For a book with a strange structure to it, Franzen did a reasonably good job at tying it together into some sort of resolution at the end of Freedom. After seeing the book divided between Patty’s autobiographical writings, chapters focused on Joey, and chapters focused on Walter, etc., it was interesting to see what Franzen would focus on. The end of the book represents some sort of culmination point not just for the characters individually, but also for their relationships.
After seeing the tense, complicated relationships between Katz, Walter, and Patty play out for the course of the book, it feels satisfying to see a resolution reached between all three of them. How this resolution is reached in the last chapter is a bit strange. Patty hanging outside the house in the cold hoping for Walter to let her in even though he ignores her is bizarre, although not out of place in the book. On the other hand, Katz’s “Songs for Walter” CD is a little too easy; it practically settles their relationship on its own as Walter is clearly moved by the gesture.

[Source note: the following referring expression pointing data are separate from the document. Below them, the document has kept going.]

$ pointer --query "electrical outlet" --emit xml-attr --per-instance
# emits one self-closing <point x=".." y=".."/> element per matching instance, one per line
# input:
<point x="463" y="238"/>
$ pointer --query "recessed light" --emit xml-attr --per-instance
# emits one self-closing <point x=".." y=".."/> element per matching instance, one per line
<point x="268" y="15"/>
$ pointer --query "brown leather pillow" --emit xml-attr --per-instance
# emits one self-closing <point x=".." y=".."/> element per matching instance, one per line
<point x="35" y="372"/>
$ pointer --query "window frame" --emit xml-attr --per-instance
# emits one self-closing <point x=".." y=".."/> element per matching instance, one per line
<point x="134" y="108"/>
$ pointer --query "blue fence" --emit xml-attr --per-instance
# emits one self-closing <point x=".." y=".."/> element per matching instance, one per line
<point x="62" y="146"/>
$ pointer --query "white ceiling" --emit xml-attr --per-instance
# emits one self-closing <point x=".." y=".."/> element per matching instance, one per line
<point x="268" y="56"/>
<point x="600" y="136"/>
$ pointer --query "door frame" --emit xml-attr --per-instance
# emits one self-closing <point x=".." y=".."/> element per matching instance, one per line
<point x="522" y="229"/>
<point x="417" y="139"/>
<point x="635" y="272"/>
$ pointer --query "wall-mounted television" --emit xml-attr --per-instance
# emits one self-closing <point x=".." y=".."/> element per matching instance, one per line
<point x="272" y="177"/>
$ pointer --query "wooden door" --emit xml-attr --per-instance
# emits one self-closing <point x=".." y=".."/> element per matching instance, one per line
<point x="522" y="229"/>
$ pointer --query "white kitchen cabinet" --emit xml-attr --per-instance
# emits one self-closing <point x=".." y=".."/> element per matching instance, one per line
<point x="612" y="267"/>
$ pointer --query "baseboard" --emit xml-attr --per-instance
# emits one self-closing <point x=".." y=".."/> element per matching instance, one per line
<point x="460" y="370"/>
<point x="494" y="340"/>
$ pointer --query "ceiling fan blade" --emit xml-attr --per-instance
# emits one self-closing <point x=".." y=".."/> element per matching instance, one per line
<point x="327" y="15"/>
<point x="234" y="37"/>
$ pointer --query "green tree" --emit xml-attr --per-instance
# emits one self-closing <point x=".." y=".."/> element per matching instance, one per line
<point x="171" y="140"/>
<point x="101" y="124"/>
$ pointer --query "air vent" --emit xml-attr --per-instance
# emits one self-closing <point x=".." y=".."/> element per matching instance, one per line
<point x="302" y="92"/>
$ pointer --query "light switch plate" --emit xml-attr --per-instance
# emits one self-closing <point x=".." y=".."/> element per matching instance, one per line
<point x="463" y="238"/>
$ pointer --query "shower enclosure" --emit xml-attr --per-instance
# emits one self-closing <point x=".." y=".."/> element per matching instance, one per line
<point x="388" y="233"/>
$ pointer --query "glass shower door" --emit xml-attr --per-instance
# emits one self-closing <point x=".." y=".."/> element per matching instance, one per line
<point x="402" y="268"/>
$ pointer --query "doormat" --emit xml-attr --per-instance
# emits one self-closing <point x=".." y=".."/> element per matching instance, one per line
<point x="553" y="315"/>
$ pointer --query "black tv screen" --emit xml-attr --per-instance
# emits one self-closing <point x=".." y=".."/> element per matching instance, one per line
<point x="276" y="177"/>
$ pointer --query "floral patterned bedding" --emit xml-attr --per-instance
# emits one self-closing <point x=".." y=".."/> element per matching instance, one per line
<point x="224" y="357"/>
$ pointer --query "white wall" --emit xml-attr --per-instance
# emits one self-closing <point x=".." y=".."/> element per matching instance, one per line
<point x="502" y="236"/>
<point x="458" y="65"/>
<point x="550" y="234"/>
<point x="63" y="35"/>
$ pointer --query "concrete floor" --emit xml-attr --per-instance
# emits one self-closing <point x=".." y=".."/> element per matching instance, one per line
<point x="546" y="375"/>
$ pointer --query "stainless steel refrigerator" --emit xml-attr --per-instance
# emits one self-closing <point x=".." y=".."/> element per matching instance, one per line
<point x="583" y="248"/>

All in all, however, it is interesting to see Walter adjusting to life post-Lalitha and post-Cerulean Warbler as he puts aside those distractions in favor of rekindling relationships, and it’s definitely good to close the book by seeing what would come of Walter after the reader saw him reach his boiling point in West Virginia earlier. After finishing the book, it’s hard not to reflect further on its title, and furthermore what freedom means to each character or rather how they exercised or limited their freedom in some greater sense.